En tal sentido, la Cultura Clásica fue pilar, piedra angular y fuente de renovación constante en las artes desde el Renacimiento, pasando por el Barroco, hasta el Neoclasicismo dieciochesco. Acotando el campo del presente texto a las artes plásticas y por poner algún ejemplo de cada período citado, véase: “La Escuela de Atenas” pintada por Rafael entre 1509 y 1511 para el Palacio Apostólico del Vaticano, los “Esopo” y “Menipo” ejecutados hacia 1638 por Velázquez –ambos en el Prado–, o la serie de relieves-murales sobre “La vida y la muerte de Sócrates” realizados por el escultor Antonio Canova entre 1787 y 1792.

Los modelos tomados de la Antigüedad Clásica explican igualmente por qué la gran pintura y escultura del siglo XIX –postergadas con el advenimiento de las Vanguardias– merecen la admiración de quienes las contemplan libres de prejuicios. ¿Y a qué nos referimos con “gran arte”? Pues a lo que, pese a quien pese, todo el mundo sabe o imagina. Obras ejecutadas por artistas cultos, con amplios conocimientos de Historia, Literatura y Anatomía, que dominaban el arte del dibujo y las técnicas de su oficio. Obras que emocionaban por la destreza desplegada en su ejecución y que, a menudo, inspiradas por nuestros clásicos, contenían una moraleja o alguna enseñanza más profunda; que despertaban en el observador una sana curiosidad por saber y, por lo tanto, propiciaban la “elevación del espíritu”. ¡Cualquiera diría que esto fuera lo natural hace no tanto!

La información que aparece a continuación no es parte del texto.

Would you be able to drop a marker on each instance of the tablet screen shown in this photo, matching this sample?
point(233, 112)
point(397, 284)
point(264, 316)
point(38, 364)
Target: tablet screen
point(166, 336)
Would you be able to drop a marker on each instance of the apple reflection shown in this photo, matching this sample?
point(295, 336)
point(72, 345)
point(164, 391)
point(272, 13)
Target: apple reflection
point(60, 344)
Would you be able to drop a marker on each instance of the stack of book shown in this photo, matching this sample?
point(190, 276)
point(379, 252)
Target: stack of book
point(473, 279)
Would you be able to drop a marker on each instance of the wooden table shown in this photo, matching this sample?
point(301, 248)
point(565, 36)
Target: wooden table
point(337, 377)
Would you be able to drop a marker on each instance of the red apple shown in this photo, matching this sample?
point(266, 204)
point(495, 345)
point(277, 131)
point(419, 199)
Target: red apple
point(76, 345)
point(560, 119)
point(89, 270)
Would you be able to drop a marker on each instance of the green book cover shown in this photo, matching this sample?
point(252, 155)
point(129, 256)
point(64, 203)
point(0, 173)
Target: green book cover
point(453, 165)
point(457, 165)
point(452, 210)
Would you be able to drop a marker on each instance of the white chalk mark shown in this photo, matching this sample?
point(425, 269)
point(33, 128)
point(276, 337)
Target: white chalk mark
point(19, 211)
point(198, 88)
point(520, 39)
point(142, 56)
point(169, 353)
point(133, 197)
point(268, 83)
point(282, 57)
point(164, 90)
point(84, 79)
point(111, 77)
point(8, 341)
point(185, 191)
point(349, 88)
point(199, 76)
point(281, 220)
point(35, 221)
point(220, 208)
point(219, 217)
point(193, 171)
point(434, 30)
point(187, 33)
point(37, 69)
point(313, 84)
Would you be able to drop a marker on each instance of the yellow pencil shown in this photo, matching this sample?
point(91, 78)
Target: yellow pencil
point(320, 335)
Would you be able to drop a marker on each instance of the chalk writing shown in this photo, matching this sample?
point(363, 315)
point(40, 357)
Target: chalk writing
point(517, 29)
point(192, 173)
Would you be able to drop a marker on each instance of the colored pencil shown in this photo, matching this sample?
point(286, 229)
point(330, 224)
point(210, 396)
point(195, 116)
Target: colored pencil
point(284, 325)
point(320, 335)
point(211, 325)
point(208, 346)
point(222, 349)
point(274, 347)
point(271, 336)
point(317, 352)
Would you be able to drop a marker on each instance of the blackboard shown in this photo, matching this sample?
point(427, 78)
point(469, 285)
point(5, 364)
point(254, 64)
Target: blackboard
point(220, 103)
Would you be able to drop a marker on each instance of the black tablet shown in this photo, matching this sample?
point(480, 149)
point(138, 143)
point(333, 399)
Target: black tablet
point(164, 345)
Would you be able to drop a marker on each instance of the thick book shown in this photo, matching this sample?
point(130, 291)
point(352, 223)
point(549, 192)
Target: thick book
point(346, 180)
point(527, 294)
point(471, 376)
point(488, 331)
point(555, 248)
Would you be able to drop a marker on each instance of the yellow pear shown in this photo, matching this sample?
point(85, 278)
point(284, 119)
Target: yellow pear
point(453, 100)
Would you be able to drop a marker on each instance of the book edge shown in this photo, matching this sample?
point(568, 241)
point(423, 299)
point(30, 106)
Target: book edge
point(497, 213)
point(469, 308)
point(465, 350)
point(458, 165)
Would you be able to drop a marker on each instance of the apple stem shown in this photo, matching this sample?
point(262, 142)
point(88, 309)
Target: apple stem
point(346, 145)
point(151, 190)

Lo cierto es que la misma formación impartida en las distintas Academias artísticas en toda Europa prestaba especial atención a la Historia de Grecia y Roma, y, por ejemplo, en España, la “plaza de pensionado en Roma” solía otorgarse en concurso a partir de la representación de algún episodio de la Antigüedad Clásica. A lo que además se añadía el interés de los propios artistas por una fuente inagotable de motivos sugerentes y atractivos.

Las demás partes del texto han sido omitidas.